Hindsight Is 2020

My pill bottles should reflect me. So I made a business.

Written by Lynsi Stevens

Hindsight Is 2020

01 When coverage of police brutality gained momentum in 2014, Lynsi Stevens found it was taking a toll on her mental and physical health.

02 A trip to the doctor made her leave with an Rx prescription for depression, panic disorder, and chronic head pain.

03 Despite her career successes and traveling for expos and conventions, she was upset that her pill bottle didn’t reflect her personality. So in 2020, she decided to start her own business.

I remember that night in 2014. The night I cracked into a new life with a clap of lightning in my dark room. It lit aflame every nerve in my brain and chest. Before I knew where I was, my feet had run me to the living room where my parents were lounging, watching the news. “Dad,” I said, “I think I’m having a heart attack.”

Prior to 2014, I was a young, healthy recent grad from the University of Missouri. I was a performer, dancer, singer, actress, poet, and varsity badminton player. I was a dreamer who could be found belting “Defying Gravity” or “Masquerade,” ready to take the world by storm. There was seldom a situation that truly phased me. This then, begs the question: What in God’s name happened in 2014?

2014 was the first of a series of nationally televised killings of Black people by law enforcement. This alone wasn’t what catapulted me into my parent’s living room, clutching my chest. It was the steady, rolling boil of the fallout — like the riots. It was battling your white fifth period classmate from high school, your friend, asking them if they had lost their mind, and seeing them respond with, “Well, he looked suspicious.” It was that battle hundreds of times before you’d wiped your friend list clean. 

Before we called it “doom scrolling,” it was just scrolling. Suddenly, almost every white person you knew — the teachers who raised you, your classmates, your best friends’ parents — were all in favor of the events that had transpired, resulting in a young man’s death. It was seeing Black people openly grieve online and (God forbid) reading the comments, taking in the eloquently written paragraphs of why Michael Brown Jr. should have died, deserved to die, and the hundreds rejoicing over that fact. 
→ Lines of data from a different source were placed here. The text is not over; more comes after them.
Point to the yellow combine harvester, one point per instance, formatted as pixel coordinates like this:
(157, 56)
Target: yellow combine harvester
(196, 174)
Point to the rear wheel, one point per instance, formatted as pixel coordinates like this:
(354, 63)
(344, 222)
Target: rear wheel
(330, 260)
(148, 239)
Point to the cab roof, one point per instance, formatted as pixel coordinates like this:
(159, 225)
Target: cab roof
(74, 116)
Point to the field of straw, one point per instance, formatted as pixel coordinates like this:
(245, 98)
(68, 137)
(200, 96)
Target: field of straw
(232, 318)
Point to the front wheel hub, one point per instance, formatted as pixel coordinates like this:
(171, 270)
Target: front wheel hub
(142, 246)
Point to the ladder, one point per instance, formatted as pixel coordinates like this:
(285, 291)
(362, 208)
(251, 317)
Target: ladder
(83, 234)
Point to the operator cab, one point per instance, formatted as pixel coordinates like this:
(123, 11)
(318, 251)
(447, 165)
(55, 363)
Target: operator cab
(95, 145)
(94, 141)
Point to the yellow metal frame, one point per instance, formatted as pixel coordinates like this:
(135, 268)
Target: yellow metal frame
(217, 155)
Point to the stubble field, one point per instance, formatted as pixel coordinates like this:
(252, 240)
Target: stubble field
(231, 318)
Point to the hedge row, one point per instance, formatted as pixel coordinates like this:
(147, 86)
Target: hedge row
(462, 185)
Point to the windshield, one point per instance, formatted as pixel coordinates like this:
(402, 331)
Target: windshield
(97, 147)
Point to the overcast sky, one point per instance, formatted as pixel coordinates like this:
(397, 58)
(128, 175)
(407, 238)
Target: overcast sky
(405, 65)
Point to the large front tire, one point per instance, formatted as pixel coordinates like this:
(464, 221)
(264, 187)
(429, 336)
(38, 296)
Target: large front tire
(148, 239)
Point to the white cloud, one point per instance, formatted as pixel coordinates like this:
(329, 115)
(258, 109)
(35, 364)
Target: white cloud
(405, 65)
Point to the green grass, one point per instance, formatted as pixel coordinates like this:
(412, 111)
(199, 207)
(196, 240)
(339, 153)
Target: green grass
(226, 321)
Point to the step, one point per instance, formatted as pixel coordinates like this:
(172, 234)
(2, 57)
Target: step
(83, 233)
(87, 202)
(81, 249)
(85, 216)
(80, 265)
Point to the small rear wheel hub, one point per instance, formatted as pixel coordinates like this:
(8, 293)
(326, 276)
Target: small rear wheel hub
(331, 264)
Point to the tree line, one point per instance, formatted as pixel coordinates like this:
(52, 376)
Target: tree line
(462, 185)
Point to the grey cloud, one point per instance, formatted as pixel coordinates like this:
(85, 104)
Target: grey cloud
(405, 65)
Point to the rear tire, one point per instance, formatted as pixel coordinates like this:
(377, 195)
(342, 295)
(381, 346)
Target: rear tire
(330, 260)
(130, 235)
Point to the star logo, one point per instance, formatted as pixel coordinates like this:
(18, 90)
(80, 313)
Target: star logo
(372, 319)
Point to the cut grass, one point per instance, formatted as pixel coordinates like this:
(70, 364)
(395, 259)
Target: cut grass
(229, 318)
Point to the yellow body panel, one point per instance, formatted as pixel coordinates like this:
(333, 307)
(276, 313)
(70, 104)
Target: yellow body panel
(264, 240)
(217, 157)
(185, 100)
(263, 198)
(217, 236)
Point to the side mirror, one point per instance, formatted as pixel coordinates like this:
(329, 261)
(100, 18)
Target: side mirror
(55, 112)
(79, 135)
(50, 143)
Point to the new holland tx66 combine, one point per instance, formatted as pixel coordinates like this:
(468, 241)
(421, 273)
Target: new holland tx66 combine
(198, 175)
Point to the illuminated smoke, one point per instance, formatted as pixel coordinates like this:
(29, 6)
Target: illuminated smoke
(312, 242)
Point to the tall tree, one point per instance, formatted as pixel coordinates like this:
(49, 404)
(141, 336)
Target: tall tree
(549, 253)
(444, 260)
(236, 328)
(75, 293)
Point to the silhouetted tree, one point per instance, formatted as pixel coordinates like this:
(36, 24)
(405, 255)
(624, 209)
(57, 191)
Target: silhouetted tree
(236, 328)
It was before The Social Dilemma, “SJW fatigue”, and revolutionary movements for wellness and the necessity of Black rest. Before understanding that, yes, real physical harm can come to you from stress that is induced by relentlessly consuming negative media. That you are in fact wreaking havoc on your nervous system, and in turn, your physical body, by being constantly plugged in, as so many Black people felt they must, lest they be abandoning “the cause.” It was before we understood “limiting exposure to traumatic news is self care, and it’s okay.”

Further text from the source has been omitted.